純介「メンバーにバレたらループなのか...」
俺はそのままレッスンに出る。このまま行くと、栄と稜が痣を見に来る。それを理由に栄と稜を殺そう。
ー7月6日18時37分、練習場所ー
栄「なぁ、純介?」
俺は栄に呼ばれたので栄のところへ移動する。
栄「お前その前髪邪魔じゃねぇのか?」
俺は栄に痣を見られる。
栄「なっ...痣?」
純介「あぁ、そうだよ...痣があるんだよ!俺にはな!」
俺は栄を一発殴る。殴りたい。殴りたい。もっと、みんなを殴りたい。
智恵「え、ちょ!栄?」
健吾「純介!痣を見られたのはともかく、殴る必要はないだろ?」
純介「うるさいなぁ、健吾!ここは俺が支配するんだよ!」
俺は健吾を1発殴る。
健吾「痛っ!こいつ、見境なしかよ!」
”ドンッ”
純介「なっ!お前!」
稜「栄を殴り飛ばすなんか...許さない!」
稜は俺に馬乗りになる。
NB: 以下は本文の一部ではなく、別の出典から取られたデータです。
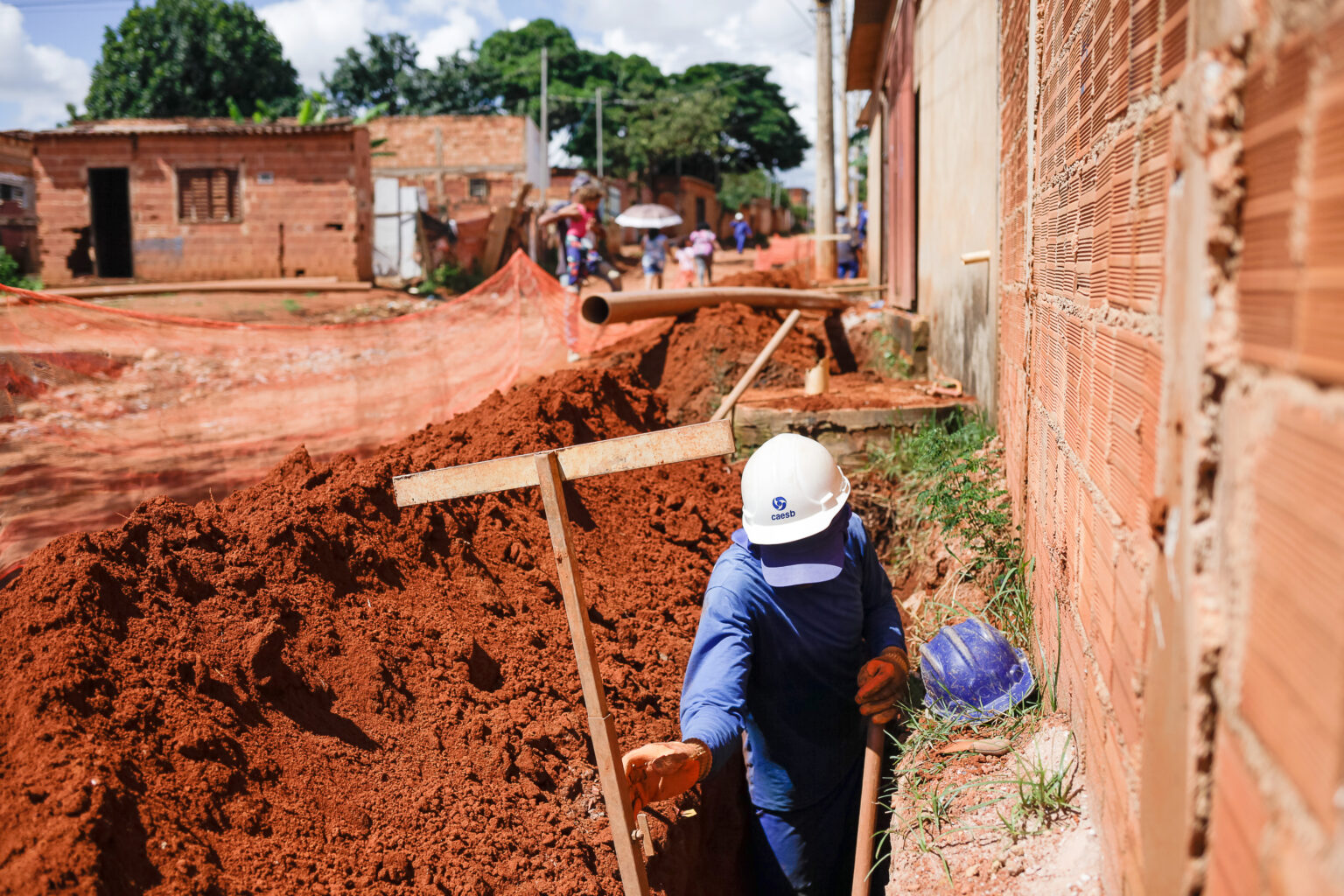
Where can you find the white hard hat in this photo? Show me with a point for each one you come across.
(792, 488)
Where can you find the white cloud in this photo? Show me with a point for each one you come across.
(315, 32)
(677, 35)
(446, 39)
(40, 80)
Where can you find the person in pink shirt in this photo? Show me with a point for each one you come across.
(702, 248)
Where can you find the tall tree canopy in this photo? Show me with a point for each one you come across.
(386, 73)
(187, 58)
(515, 60)
(710, 120)
(761, 130)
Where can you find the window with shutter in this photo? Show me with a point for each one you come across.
(208, 195)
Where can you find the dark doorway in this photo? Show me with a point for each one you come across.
(914, 190)
(109, 198)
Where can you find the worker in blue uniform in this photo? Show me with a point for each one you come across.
(799, 645)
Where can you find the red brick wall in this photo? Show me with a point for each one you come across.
(15, 155)
(315, 218)
(1171, 359)
(473, 147)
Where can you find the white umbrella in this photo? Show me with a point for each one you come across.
(648, 215)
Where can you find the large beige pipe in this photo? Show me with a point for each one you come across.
(620, 308)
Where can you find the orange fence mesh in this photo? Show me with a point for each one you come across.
(105, 407)
(784, 251)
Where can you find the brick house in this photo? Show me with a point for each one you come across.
(18, 220)
(202, 199)
(464, 163)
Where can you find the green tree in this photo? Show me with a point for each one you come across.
(683, 128)
(388, 73)
(739, 188)
(760, 130)
(634, 89)
(186, 58)
(461, 83)
(515, 58)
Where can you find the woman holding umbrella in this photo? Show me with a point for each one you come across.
(652, 218)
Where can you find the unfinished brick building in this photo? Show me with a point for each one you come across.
(18, 220)
(197, 199)
(1167, 318)
(464, 163)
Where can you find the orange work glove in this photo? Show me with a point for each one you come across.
(662, 771)
(880, 682)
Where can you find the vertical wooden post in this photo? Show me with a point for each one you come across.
(867, 808)
(601, 725)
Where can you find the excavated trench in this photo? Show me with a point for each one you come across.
(304, 688)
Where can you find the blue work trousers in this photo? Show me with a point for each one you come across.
(809, 852)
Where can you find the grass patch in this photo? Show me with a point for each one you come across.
(890, 359)
(10, 274)
(452, 278)
(947, 477)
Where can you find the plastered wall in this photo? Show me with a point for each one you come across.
(956, 67)
(313, 215)
(1171, 341)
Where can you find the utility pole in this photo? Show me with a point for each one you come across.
(824, 226)
(599, 133)
(843, 160)
(546, 137)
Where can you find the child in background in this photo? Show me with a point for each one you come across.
(686, 263)
(702, 246)
(581, 256)
(654, 258)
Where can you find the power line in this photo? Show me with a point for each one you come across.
(45, 5)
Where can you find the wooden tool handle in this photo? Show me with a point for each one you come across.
(867, 808)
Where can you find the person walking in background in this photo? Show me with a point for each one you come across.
(702, 248)
(741, 231)
(581, 256)
(559, 214)
(847, 250)
(654, 258)
(686, 263)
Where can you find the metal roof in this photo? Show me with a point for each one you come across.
(214, 127)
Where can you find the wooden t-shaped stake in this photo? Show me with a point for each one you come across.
(550, 471)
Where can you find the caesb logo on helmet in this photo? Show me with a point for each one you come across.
(790, 489)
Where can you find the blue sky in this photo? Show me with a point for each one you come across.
(49, 46)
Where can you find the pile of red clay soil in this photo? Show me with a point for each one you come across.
(304, 688)
(776, 278)
(696, 359)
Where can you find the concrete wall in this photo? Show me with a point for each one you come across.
(956, 69)
(316, 216)
(1171, 403)
(18, 222)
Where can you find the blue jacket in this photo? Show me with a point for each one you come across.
(781, 664)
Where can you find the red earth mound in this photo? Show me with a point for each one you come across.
(696, 359)
(303, 688)
(777, 278)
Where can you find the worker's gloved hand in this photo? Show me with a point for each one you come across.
(662, 771)
(882, 680)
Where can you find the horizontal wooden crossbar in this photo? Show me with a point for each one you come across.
(596, 458)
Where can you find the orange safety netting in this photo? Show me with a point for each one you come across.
(784, 251)
(107, 407)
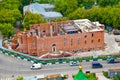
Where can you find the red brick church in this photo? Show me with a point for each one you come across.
(72, 36)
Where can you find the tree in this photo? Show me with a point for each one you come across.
(31, 18)
(7, 29)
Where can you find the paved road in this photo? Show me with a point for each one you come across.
(12, 66)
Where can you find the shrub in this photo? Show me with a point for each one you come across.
(105, 73)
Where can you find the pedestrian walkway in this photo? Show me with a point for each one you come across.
(101, 76)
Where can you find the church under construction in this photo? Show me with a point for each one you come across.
(72, 36)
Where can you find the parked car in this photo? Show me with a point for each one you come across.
(74, 63)
(96, 65)
(113, 60)
(36, 66)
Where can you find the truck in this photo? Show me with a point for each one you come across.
(113, 60)
(36, 66)
(96, 65)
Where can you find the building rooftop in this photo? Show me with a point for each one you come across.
(46, 10)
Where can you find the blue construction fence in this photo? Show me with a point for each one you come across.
(56, 61)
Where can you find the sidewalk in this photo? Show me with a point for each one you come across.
(101, 76)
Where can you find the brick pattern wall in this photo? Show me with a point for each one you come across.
(43, 43)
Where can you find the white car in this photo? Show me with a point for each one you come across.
(36, 66)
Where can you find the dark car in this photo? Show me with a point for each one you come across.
(96, 65)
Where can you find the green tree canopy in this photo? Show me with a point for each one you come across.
(7, 29)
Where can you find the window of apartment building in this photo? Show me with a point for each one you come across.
(78, 41)
(85, 42)
(85, 36)
(64, 41)
(98, 40)
(44, 31)
(42, 46)
(92, 34)
(34, 42)
(21, 41)
(71, 41)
そして、俺の四肢を拘束する。
稜「純介、謝れ!栄に、健吾に!」
純介「謝るのは、お前の方だろ?お前だって殴ったんだから!それに、王道天才ルートなんて言ってくれたしよ!」
稜「なっ...王道天才ルート?そんなの、俺言ってねぇよ!」
純介「言ったんだよ!」
俺は、稜の拘束から抜け出して、稜を殴る。
純介「おら!おら!死ねよ!早く死ね!おら!おら!」
栄「純介!ごめんな!俺がそんなに痣を気にしているなんて知らなかったんだ!」
稜「栄!こんな奴に頭を下げ───」
栄「だから、殴るのは稜じゃなくて俺にしてくれ!」
純介「あぁ、そうさせて貰うよ!」
俺は頭を下げている栄の首を、手刀で床にまでぶつける。
栄「───ッ!」
そして、俺は栄の頭を何度も何度も踏みつける。
智恵「もう...やめてよ!もう、やめてよ!喧嘩しないでよ!ねぇ!」
智恵がそう叫ぶ。だが、そんな薄っぺらい内容など俺の耳には届かない。
健吾「純介!やめろって!」
稜「栄!大丈夫かよ!栄!栄!さか...えェ...」
***
グルグルグルグル。視界が回る。頭がキンキンと痛くなる。そして、少しの喪失感があり。